California novelist T.C. Boyle has long been obsessed with the 1960s and the decade's fallout. In his Budding Prospects (1984), two guys try to get rich by growing pot. In Drop City (2003), hippies and burnouts attempt to live off the land and fail spectacularly. With his latest, The Inner Circle, Boyle takes a look back at the life and work of Alfred C. Kinsey, the famed sex researcher (and subject of the controversial new film Kinsey starring Liam Neeson) whose research undoubtedly paved the way for the sexual revolution of the '60s.
We first meet the sexologist known here as Prok, short for Professor Kinsey through the eyes of Boyle's narrator, John Milk, who in 1940 accepts a job as Kinsey's lab assistant at Indiana University. In short order, Kinsey seduces the shy and naive Midwesterner, convincing him that sex is a simple and worthy biological need.
What follows is a picaresque tale about Prok and Milk's travels and research for Kinsey's landmark studies, Sexual Behavior in the Human Male (1948) and Sexual Behavior in the Human Female (1953). Mr. Boyle's Kinsey is not just researching other people. His lab experiments include organizing, filming and often participating in orgies, wife swaps and thousand-man masturbation sessions. He encourages full staff participation.
I spoke to Boyle about the professor who laid the groundwork for the sexual revolution. Here's what he had to say:
In doing research for this book, what did you learn about America's attitudes about sex in the '40s?
I don't know what people would talk about privately at dinner parties, but as far as I know, there was no discussion of sex in the media. After Kinsey published his surveys, though, there was titillation and it seemed OK to discuss him. He loosened things up.
How much of the action here is made up? Did Kinsey really film a thousand men masturbating?
Everything is true to fact. I am amazed and struck and overjoyed to find these bizarre bits of our history. All that gives me a tremendous pleasure and I want to communicate that to the reader in the form of a story. Every fact about Kinsey is from his biography. Him filming a thousand men masturbating? It's all true. And that made it all the more fun for me.
Milk uses a lot of clinical words coitus, H-history, etc. when describing sex. Is that part of the times, or because he's a researcher?
I believe he's using the language of the sex researcher. But it also becomes euphemistic, doesn't it?
Yes, and it also makes the sex seem, well, cold and joyless more about power than anything.
One thing I am exploring is what it is like to give yourself over to a guru, to a great leader. The most poignant part of my research was to read the letters of people who would write to Kinsey with their stories. The sadness of those letters is that everyone has emotional problems related to sex. Here they are writing to a total stranger who is not a medical doctor and thinking that this man can resolve the dilemma for them. You can parallel this to a political movement come to me and I will anoint you. No one but the individual can do that.
There's a lot of gay sex in this book, but we don't get to see a whole lot of it. Did you feel uncomfortable writing those scenes?
Another editor wanted to know why I drew the curtains on the gay scenes but I drew the curtains on the heterosexual scenes, too. I think every good artist has an idea of the shape of a scene, and perhaps the actual moments with regards to sex or violence, for that matter are best left to the reader's imagination. There are more sex scenes in this book than in any other book I've published, but they are not much more graphic than scenes I've had in the past.

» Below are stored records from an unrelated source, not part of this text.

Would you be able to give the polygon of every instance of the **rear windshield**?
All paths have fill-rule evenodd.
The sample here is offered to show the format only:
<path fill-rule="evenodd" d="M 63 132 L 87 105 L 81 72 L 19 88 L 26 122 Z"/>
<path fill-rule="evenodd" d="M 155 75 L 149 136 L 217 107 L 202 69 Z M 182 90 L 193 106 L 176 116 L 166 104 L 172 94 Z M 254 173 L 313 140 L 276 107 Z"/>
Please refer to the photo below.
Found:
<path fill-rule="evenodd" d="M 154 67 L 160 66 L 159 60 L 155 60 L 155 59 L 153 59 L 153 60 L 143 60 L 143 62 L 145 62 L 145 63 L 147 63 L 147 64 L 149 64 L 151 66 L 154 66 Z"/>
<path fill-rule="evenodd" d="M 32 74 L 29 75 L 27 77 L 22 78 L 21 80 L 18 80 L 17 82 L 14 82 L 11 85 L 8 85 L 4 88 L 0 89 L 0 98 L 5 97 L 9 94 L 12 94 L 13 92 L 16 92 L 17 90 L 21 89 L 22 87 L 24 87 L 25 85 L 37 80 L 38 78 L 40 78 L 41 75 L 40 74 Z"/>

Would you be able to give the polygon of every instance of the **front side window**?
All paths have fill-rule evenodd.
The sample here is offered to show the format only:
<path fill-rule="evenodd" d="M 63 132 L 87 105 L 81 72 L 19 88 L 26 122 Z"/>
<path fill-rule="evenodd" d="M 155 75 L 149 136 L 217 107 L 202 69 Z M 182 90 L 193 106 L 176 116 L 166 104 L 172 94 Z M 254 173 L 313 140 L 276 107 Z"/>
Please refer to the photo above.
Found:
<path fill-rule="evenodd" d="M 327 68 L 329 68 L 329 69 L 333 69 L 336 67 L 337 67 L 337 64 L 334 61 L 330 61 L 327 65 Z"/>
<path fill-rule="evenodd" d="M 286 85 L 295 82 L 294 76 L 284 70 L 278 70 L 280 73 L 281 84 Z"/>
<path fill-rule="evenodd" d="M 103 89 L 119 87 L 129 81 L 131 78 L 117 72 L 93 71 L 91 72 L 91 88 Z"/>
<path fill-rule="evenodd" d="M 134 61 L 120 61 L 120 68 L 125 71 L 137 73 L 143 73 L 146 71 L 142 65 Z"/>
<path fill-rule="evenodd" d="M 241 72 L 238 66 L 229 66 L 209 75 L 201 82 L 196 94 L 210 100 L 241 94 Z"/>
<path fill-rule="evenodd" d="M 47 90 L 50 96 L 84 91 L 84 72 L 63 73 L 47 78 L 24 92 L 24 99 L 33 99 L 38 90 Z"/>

Why is there so little sex in fiction today?
In fiction, everything happens a lot less than it does in real life. Unless you're Nick Baker, where the physical details of life are more important than the sweep of events you have to move a story and create a story. In fact, I'm a quarter of the way through this identity-theft novel I'm writing and there's no sex in it none at all! Of course, the characters have sex, but it hasn't mattered to the story yet.